Advice to Newly Graduated Programmers


Image from Datamation magazine, 1965.  Courtesty of The Computer Boys

At myStaffingPro, we are fortunate to work with IT students during their college years.  As we send them off into the “real wold,” and hopefully into a full-time IT job, there’s some things I want them to know.

Put yourself in the user’s shoes
Listen to what the software user is saying with his heart, not just with his mouth.  Many users can’t verbalize exactly what they want.  Good developers will dig deeper to find the felt need and create software that meets that need.

Think like a hacker
Expect to spend more time on security than you want.  It’s a reality of the world that people will try to take advantage of you, your software, and your customers.

Delve deeper
Don’t stop at the first solution – keep digging for the best solution, while staying within time and budget constraints, of course.  Usually the best solution isn’t the something you’ll learn in a classroom.

P & I
Leverage the work of those before you by utilizing free online resources, attending conferences, and sharing code with other developers.  Study successful applications.  Share freely of your resources as well.

Mock up everything
Even if it’s just a drawing on a napkin, a mock-up will give you better focus.

Test it to death
Don’t hand anything in as complete until you’ve tested it at least 10 times more than you thought you needed.  Again, test it yourself, BEFORE handing it off to QA or your supervisor.

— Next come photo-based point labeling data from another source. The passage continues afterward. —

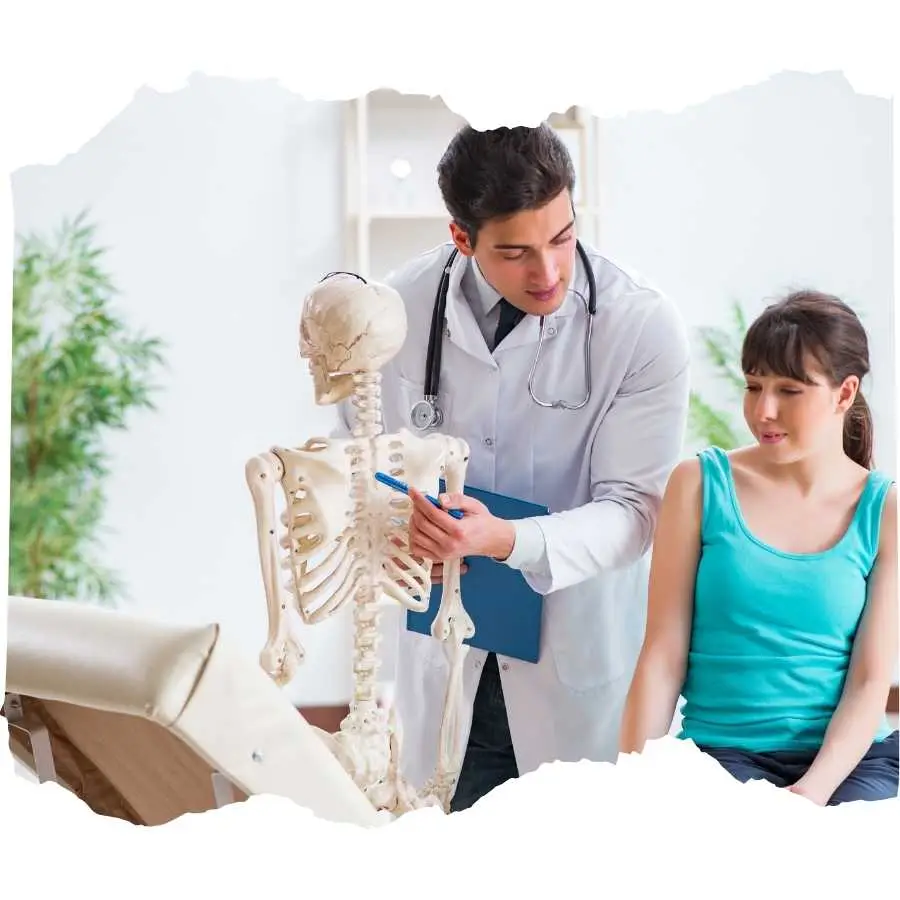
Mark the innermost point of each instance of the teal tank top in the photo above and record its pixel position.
(772, 632)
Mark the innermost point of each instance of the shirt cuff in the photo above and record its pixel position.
(529, 545)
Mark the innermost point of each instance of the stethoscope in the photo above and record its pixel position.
(426, 413)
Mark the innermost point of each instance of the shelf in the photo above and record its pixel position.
(386, 127)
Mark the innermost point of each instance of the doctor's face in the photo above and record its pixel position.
(527, 258)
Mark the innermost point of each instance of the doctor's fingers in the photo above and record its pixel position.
(437, 571)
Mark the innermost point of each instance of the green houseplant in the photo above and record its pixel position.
(722, 351)
(77, 371)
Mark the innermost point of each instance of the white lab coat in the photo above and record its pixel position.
(601, 470)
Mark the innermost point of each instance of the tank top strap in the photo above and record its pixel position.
(869, 512)
(719, 513)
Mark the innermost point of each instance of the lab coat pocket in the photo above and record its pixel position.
(582, 636)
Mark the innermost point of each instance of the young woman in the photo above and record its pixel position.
(773, 587)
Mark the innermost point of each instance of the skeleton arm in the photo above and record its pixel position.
(281, 655)
(452, 626)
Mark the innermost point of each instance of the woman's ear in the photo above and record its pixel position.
(461, 239)
(847, 392)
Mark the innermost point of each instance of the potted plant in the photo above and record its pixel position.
(77, 372)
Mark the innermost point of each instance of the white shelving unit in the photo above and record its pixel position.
(393, 208)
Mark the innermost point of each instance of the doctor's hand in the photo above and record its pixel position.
(436, 535)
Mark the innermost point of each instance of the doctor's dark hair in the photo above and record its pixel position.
(813, 324)
(486, 175)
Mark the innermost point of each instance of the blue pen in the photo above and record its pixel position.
(404, 489)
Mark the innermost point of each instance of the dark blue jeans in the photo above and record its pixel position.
(489, 760)
(874, 778)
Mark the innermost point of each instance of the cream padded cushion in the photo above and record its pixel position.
(188, 681)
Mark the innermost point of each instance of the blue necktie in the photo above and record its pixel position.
(510, 316)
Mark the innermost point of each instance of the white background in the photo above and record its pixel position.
(222, 203)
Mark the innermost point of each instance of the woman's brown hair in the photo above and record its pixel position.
(811, 323)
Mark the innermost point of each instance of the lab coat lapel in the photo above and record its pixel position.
(460, 326)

Communicate, communicate, communicate
By nature, most programmers focus so much on their skill that their communication skills don’t get used much.  Force yourself to communicate with your co-workers about what you’re doing.  Then listen, listen, listen.

Ask questions…
…but only after you’ve made an honest attempt to find the answers yourself.

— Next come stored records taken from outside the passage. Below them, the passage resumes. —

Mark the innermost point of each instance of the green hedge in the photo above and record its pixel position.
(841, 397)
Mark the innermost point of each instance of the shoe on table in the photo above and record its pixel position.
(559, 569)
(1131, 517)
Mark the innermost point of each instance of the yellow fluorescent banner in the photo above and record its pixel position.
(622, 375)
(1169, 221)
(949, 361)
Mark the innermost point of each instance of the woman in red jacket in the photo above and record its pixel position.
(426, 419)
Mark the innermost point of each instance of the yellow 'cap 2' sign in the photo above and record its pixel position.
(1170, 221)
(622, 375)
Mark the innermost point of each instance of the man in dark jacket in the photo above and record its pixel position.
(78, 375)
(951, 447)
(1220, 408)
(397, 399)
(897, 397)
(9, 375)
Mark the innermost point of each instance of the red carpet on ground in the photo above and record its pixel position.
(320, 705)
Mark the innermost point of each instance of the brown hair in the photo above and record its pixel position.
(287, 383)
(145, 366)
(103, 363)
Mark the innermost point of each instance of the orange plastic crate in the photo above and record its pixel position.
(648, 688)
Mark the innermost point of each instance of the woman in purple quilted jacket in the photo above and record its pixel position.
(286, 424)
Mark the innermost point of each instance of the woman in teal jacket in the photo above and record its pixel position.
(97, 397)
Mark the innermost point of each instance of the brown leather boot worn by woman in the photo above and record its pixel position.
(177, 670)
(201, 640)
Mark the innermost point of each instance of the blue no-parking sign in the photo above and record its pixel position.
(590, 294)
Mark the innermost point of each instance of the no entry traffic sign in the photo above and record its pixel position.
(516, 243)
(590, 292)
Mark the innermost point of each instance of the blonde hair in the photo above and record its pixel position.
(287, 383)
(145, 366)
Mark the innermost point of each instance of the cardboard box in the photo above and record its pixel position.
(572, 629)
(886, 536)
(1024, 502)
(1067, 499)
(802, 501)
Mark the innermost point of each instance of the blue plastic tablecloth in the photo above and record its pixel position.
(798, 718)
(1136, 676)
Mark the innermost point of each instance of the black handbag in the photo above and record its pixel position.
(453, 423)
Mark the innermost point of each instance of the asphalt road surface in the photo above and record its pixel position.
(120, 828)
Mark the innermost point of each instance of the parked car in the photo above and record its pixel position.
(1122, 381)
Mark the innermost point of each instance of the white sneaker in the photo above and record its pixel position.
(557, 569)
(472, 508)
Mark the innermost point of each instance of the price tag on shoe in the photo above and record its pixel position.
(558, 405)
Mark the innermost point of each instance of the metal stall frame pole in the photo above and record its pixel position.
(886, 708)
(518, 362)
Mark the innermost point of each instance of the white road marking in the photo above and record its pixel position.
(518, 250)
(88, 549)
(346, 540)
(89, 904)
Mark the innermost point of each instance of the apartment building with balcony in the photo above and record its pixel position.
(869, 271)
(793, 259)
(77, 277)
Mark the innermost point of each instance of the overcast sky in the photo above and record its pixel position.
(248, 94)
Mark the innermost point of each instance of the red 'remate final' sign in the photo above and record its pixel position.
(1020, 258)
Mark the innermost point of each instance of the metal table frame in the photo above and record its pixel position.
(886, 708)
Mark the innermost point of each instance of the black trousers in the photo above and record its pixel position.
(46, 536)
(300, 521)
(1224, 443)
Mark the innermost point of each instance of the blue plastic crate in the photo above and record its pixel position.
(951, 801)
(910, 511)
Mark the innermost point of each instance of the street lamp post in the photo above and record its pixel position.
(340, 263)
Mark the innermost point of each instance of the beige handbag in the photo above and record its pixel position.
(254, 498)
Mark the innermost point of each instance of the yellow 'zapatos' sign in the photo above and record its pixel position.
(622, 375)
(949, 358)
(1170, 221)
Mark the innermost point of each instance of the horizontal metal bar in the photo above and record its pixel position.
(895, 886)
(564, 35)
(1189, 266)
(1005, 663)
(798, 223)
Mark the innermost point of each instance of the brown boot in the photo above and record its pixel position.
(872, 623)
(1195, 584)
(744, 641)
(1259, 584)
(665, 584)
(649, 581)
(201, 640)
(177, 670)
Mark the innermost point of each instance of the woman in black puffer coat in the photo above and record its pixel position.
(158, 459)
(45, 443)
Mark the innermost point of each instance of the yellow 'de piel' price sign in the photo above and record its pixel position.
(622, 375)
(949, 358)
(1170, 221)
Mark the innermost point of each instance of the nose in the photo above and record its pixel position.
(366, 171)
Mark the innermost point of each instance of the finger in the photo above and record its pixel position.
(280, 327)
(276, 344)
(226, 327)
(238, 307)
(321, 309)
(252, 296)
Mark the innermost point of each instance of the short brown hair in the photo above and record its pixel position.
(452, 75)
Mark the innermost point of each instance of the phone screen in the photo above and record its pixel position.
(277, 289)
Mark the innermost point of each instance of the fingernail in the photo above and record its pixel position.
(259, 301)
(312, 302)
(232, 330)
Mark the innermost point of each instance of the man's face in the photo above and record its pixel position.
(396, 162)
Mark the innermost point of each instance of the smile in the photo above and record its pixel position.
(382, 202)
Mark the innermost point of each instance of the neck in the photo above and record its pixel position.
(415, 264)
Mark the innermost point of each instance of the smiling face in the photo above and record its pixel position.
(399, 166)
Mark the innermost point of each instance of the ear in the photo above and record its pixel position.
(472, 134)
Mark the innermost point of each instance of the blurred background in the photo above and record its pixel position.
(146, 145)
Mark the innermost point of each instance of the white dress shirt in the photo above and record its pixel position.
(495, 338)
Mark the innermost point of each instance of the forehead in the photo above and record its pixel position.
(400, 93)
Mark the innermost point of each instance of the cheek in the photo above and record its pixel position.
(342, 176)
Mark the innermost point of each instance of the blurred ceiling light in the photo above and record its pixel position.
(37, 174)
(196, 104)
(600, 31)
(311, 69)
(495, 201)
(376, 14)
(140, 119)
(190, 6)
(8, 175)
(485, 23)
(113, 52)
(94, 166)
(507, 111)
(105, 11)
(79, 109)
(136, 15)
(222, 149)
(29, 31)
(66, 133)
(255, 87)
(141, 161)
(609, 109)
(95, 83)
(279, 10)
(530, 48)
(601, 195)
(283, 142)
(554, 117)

Get to work on time and be nice to others
This applies to any career choice – hopefully the why is obvious.

You’ve chosen an exciting career that will allow you to create art in the form of software.  Keep your focus on the end goal of what you’re creating, and you’ll keep your inspiration.  Carpe diem!

“In most people’s vocabularies, design means veneer. It’s interior decorating. It’s the fabric of the curtains of the sofa. But to me, nothing could be further from the meaning of design. Design is the fundamental soul of a human-made creation that ends up expressing itself in successive outer layers of the product or service.” – Steve Jobs in Fortune


One response to “Advice to Newly Graduated Programmers

  1. RE: Delve Deeper, What I consistently tell my IS members is to ask the question “Why?” three times. That will usually get you closer to the real issue at hand, and the subsequent solution they really need.

    Too often, many IT pros are listening just to hear when a person stops talking so they can start.